Two Pakistani security officials said that Pakistani ground forces were still in control on Sunday of a key Afghan post and a 32-square-kilometer area in the southern Zhob sector near Kandahar province, after having seized it during fighting Friday. The captured post and surrounding area remain under Pakistani control, they added. The officials spoke on condition of anonymity, because they weren’t authorized to speak publicly.
In Kabul, the Afghan government rejected Pakistan’s claims. Deputy government spokesman Hamdullah Fitrat called the reports “baseless.”
Afghan officials said that fighting had continued overnight and into Sunday in the border areas.
The police command spokesman for Nangarhar province, Said Tayyeb Hammad, said that anti-aircraft missiles were used from the provincial capital, Jalalabad, and surrounding areas on Pakistani fighter jets flying overhead Sunday morning.

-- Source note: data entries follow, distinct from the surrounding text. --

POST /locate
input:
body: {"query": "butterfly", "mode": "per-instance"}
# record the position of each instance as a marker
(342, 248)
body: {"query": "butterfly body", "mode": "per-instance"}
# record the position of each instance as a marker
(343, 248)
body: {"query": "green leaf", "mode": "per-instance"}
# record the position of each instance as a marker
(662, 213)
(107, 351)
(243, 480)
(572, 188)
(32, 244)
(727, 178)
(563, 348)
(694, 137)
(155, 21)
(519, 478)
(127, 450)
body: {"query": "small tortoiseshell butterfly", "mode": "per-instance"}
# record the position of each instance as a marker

Defense Ministry spokesman Enayatulah Khowarazmi said that Afghan forces had launched counterattacks with snipers across the border from Nangarhar, Paktia, Khost and Kandahar provinces overnight. He said that two Pakistani drones had been shot down and dozens of Pakistani soldiers had been killed.
Fitrat said that Pakistani drone attacks hit civilian homes in Nangarhar province late Saturday, killing a woman and a child, while mortar fire killed another civilian when it hit a home in Paktia province.
There was no immediate response to the claims from Pakistani officials.